How to help a 7-year-old who hates reading
When your kid says they hate reading, the reason matters more than the volume. A few honest things that help, and what to stop doing.

A 7-year-old saying “I hate reading” is one of the more upsetting things to hear if you grew up loving books. The good news is that almost no 7-year-old actually hates reading itself. They hate something about the way reading shows up in their life. Once you figure out which thing, fixing it is usually fast.
First, take it less personally
Reading at 7 is a battleground for a lot of families. School expects it daily. Bedtime depends on it. You measure your kid by it without meaning to. So when they push back, it can feel like they're rejecting books, the school system, and your good parenting all at once.
They're almost never doing any of that. They're just telling you that reading, in its current shape, is unpleasant. The fact that they're naming it is helpful. Quieter kids would just shut down.
Figure out which kind of “hate” it is
A 7-year-old who hates reading is usually one of four kids. The fix is different for each, and there's often more than one thing going on at once.
| What you see | What's usually underneath, and what helps |
|---|---|
| Says “it's too hard,” stares at the page | Decoding still catching up. Drop the book level by one or two. Read to them more. |
| Says “it's boring,” drifts off after a page | Wrong material. Let them pick: graphic novels, joke books, anything about their current obsession. |
| Says “I'm bad at it,” gets upset or refuses | Confidence hit, often from comparison. Stop tracking minutes. Stop comparing to siblings. Pause for two weeks. |
| Avoids all text, even simple signs and menus | Could be a learning difference. Worth mentioning to their teacher, calmly. |
Let them read what they actually want
If a 7-year-old says they hate reading but will spend an hour with a Garfield book, a Pokémon strategy guide, or the back of a cereal box, they don't hate reading. They hate the books being put in front of them.
Concrete things that work surprisingly well:
- Graphic novels. Dog Man, Babymouse, Investigators, El Deafo. These build vocabulary and reading stamina exactly as well as chapter books, despite what some teachers will tell you.
- Books about their obsession. If they love sharks, get the encyclopedia of sharks. If they love Roblox, there are books.
- Joke books, gross-out books, the Guinness Book of World Records. Cheap, fast, no plot pressure.
- Audiobooks. Listening to a story is also reading work. The vocabulary, the listening, the comprehension is all there.
A library card and a weekly visit where they pick anything is the highest-leverage move. Anything they finish counts.
Read to them more, not less
When a kid says they hate reading, parents often double down on making them read. The opposite move usually works better. Read to them. Big chapter books they couldn't read themselves. With voices. At bedtime, in the car, while they eat.
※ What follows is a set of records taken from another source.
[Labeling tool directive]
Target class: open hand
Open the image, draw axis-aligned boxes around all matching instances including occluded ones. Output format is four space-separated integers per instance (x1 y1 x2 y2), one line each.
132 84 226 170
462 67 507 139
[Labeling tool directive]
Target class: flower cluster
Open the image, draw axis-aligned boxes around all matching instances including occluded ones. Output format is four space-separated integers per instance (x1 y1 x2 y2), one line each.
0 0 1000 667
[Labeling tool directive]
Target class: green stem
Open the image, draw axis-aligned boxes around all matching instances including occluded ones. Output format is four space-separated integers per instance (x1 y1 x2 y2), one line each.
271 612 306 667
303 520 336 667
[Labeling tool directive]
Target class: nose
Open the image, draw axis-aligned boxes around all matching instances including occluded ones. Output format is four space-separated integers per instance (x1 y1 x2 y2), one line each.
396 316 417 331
This does several things at once. It associates reading with being close to you. It builds vocabulary they don't have to fight for. And it shows them what reading is for, which is the part the daily five-minute decoding practice can completely lose.
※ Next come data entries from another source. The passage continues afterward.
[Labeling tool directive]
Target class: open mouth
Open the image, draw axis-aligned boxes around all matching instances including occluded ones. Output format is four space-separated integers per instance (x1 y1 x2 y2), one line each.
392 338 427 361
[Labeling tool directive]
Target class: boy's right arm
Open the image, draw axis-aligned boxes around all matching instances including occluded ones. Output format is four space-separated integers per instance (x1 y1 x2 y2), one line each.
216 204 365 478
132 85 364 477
If you stop the practice reading entirely for a few weeks and just read to them every night, you will not ruin their education. You will probably help.
What doesn't work
A few things parents try, with the best intentions, that tend to make it worse.
Bribery. “If you read for 20 minutes you can have screens.” The kid learns that reading is the price of the thing they actually want. Reading becomes more aversive, not less.
Saying “you'll like it once you start.” If they hated the last book, this isn't reassuring. It sounds like dismissal of what they just told you.
Pushing books you loved at 7. Your favourite book at their age was the right book for you. It's not necessarily the right book for them. Worse, if they don't love it, they read your disappointment and add it to the pile.
Making them read aloud when they're already shut down. A 7-year-old who is fed up cannot perform reading aloud, and forcing it confirms for them that reading is something they're bad at and being judged on. Our guide on how to get a kid to read aloud covers what to try instead.
Comparing them to a sibling. “Your sister read this when she was six.” It's the most natural sentence in the world to say, and it does real damage. If they have a sibling who loves reading, find a quiet way to give them their own corner of the reading world that doesn't compete.
When to worry, and when not to
Most 7-year-olds who hate reading will come around, often within a few weeks of the pressure coming off. Some will become voracious readers later, in second or third grade or middle school, after the early years of struggle ease.
A few signs are worth flagging to your kid's teacher or paediatrician:
- They consistently confuse letters that look similar (b/d, p/q) past first grade
- They struggle with rhymes or hearing the difference between similar sounds
- They get headaches or eye strain from short reading
- They've been told at school that they're behind, and the avoidance is getting worse, not better
None of these mean anything is “wrong.” They just mean someone with more eyes on it should have a look. If you're also wondering how much daily reading is actually realistic at this age, how much should a 6-year-old read each day has the longer answer (it applies to 7-year-olds too).
One last thing
Your kid doesn't hate reading. They hate the version of reading that's been showing up in their life. Change the version. The hate usually softens fast.